July 19, 2007
I am writing to express my concerns about the SEC's ongoing review of Rule 12b-1. Middle class Americans need the continuing service, guidance and support that are provided by independent financial advisors to achieve their stated investment goals. 12b-1 fees provide a tax efficient means to support the continuing service which these clients require for successful investing. The benefits of 12b-1 fees are numerous and include:
.My office is predominating in a blue collar area. Most larger employers have closed their doors. Most clients of mine, only have $25,000 -$50,000 in assets. As part of my routine meeting with first time clients, their first question to me is, "How do you get paid?" Since these individuals are not high wealth individuals, mutuals funds seems to make since for finding financial independence over the long haul without needing thousands of dollars to get started. When I explain commissions and up front "A" shares, many have responded, "If you only get paid up front on this money, then you will never look at my account again." Explaining the 12b-1 fee as part of the expense of the mutual funds, makes them feel much, much better. Their' comment is, The more money I make, the more money you make, so you really would look at my account. and try to do the best for me." This is a very common response. Take away these fees and 'how would I be compensated for my time, me etings,reviewing accounts, etc.? Not many financial advisors bother with the "little guy," I consider myself a little guy, probably an over achiever who always saved money, we seem to always be helping out the millionaire who can afford to pay an annual fee to their advisor for brokerage accounts, buying and selling securities, etc.. During the early 2000's recession, I picked up many fee based accounts from investors who felt they were paying their advisors too much in fees while their account continuly lost money. Fee based isn't what it's cracked up to be. Only the advisor continues to make money.
. We all know the common mistakes investors make; buying high and selling low, chasing past performance and harboring unrealistic expectations. 12b-1 fees provide financial advisors with compensation to manage their client's expectations and protect them from falling into this common investor traps.
Also I will be looking to down size my staff if 12b-1 fees are taken away, as I will no longer be able to afford the size staff I now have. This certainly could be a snowball affect.

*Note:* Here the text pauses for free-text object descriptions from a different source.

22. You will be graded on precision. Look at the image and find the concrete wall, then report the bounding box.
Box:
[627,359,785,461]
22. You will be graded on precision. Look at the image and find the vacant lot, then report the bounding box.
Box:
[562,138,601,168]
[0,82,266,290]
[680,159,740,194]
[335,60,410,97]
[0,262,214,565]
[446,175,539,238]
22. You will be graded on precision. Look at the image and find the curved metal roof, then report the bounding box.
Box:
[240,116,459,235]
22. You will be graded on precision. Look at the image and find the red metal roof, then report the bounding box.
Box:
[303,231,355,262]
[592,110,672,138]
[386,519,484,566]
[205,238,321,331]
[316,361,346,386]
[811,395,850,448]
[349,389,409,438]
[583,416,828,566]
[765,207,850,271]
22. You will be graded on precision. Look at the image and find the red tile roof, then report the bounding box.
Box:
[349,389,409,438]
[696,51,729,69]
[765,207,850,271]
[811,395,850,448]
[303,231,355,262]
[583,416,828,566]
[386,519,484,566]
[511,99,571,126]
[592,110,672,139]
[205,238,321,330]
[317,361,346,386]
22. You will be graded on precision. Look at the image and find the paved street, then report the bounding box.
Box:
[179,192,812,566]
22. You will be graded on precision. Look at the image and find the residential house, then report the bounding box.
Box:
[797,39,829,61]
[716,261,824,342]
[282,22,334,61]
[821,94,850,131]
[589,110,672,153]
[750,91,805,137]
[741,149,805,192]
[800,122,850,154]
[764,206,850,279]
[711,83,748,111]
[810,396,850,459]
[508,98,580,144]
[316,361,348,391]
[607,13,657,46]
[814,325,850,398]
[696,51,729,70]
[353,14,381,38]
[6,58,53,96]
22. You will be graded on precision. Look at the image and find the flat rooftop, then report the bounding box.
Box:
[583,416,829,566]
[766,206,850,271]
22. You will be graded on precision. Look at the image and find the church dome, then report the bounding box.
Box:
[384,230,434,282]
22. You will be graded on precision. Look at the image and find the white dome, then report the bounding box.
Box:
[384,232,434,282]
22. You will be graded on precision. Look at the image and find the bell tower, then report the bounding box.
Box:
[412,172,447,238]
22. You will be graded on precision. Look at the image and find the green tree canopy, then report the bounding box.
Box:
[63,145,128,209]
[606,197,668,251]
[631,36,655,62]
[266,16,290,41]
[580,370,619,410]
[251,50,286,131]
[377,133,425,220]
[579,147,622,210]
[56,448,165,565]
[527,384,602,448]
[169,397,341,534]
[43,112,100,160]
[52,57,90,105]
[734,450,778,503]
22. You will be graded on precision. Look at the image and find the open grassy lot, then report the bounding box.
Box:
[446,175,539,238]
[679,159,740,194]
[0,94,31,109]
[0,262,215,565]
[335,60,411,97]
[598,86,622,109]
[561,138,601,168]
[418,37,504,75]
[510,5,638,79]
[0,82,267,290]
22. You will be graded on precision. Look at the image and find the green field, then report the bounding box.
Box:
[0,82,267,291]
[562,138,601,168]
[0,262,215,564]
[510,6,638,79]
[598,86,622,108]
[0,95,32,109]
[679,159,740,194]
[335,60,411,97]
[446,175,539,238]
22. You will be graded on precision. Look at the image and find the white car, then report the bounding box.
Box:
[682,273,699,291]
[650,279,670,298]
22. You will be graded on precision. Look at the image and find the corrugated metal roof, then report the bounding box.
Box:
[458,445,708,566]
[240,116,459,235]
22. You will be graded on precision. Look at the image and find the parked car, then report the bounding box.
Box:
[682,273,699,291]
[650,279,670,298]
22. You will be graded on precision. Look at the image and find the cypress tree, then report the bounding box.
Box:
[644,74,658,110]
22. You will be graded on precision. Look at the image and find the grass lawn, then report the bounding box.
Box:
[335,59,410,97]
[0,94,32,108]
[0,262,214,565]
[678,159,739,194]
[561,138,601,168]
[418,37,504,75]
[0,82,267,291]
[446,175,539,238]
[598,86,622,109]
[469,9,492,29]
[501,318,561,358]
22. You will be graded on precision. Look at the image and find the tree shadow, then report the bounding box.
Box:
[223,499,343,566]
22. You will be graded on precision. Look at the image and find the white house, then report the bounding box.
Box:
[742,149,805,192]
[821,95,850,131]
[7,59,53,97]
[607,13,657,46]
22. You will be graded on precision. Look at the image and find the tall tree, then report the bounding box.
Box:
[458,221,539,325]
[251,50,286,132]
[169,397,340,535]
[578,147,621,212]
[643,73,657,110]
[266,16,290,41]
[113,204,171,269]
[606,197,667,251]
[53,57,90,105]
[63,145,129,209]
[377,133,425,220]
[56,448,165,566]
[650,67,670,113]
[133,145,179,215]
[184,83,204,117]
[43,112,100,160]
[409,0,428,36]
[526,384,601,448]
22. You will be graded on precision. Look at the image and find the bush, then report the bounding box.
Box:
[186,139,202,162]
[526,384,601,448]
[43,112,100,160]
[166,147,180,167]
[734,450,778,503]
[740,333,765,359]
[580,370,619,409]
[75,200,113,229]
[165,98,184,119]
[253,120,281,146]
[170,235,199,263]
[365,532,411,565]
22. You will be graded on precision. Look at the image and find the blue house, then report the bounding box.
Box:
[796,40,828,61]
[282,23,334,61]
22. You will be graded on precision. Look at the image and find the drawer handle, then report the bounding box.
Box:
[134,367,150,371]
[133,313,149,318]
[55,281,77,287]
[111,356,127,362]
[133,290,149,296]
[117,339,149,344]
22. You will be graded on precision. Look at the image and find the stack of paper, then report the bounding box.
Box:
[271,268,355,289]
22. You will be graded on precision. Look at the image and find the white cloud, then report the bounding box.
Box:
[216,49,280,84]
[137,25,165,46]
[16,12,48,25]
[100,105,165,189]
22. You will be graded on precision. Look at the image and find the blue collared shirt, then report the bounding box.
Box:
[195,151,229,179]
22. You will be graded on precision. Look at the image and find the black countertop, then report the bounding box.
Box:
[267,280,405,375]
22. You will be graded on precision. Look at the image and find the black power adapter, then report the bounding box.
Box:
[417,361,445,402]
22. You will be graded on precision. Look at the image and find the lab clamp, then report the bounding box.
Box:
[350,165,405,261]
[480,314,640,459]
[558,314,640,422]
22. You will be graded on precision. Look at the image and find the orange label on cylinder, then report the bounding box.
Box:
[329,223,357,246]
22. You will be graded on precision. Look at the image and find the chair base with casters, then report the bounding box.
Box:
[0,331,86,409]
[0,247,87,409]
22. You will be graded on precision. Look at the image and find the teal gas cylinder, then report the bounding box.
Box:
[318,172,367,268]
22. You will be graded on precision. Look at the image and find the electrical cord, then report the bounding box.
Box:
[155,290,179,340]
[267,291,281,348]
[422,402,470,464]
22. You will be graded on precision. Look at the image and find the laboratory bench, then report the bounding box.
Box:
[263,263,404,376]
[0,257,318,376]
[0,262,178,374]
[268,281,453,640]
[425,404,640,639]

In conclusion, while it is reasonable to review the investor benefits of 12b-1 fees, it is obvious that the repeal of 12b-1 has the potential to cause great harm to thousands of individual investors who need the support and service of a trained financial advisor. As a result, I urge the SEC to allow Rule 12b-1 to continue to support my efforts to provide needed financial services to middle class American investors pursuing the financial goals.